資産の譲渡等のうち特定資産の譲渡等に該当するものは消費税の課税対象から除外されている(消法4条1項)。特定資産の譲渡等とは事業者向け電気通信利用役務の提供及び特定役務の提供をいう(消法2条1項8号の2)。事業者向け電気通信利用役務の提供とは、国外事業者が行う電気通信利用役務の提供のうち、当該電気通信利用役務の提供に係る役務の性質又は当該役務の提供に係る取引条件等から当該役務の提供を受ける者が通常事業者に限られるものをいう(消法2条1項8号の4)。特定役務の提供とは、資産の譲渡等のうち、国外事業者が行う演劇、映画若しくは演劇の俳優、音楽家その他の芸能人又は職業運動家の役務の提供を主たる内容とする事業として行う役務の提供のうち、国外事業者が他の事業者に対して行う役務の提供のうち、当該国外事業者が不特定かつ多数の者に対して行う役務の提供に該当しないもので、電気通信利用役務の提供にも該当しないものをいう(消法2条1項8号の5、消令2条の2)。後述するようにこの特定資産の譲渡等のうち課税取引に該当するものについては対価を支払う側が消費税の納税義務を負う。

(3)特定仕入れ

特定仕入れとは、事業として他の者から受けた特定資産の譲渡等をいう(消法4条1項かっこ書き)。

2.消費税の納税義務者

(1)基本

上述した通り以下のものが消費税の課税対象となる。

  • 国内において事業者が行った資産の譲渡等
  • 国内において事業者が行った特定仕入れ
  • 保税地域から引き取られる外国貨物

ただし上記には消費税の課税対象になじまないものや消費税を課税するのが好ましくないものも含まれる。そうしたものは消費税が非課税とされており、上記の消費税の課税対象から非課税のものを除外したものをそれぞれ「課税資産の譲渡等」「特定課税仕入れ」「課税貨物」という。

(2)資産の譲渡等

国内において事業者が行った課税資産の譲渡等については当該事業者が納税義務者となる(消法5条1項)。消費税の課税対象と同様にここでいう課税資産の譲渡等には特定資産の譲渡等は含まれない(消法5条1項)。

(3)特定仕入れ

国内において事業者が行った特定課税仕入れについては当該事業者が納税義務者となる(消法5条1項)。

(4)外国貨物

保税地域から引き取られる課税貨物については当該課税貨物を保税地域から引き取る者が納税義務者となる(消法5条2項)。

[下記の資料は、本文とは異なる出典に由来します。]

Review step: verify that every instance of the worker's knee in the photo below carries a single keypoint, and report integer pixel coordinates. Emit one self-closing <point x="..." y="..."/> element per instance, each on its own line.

資産の譲渡等及び特定仕入れについては事業者のみが納税義務者となるのに対し、外国貨物については事業者でない者も納税義務者となる。例えば個人が個人の使用目的で海外の業者からなんらかの物を購入し、日本に輸入した場合、その個人は消費税の納税義務を負い、輸入時に消費税を納税することとなる。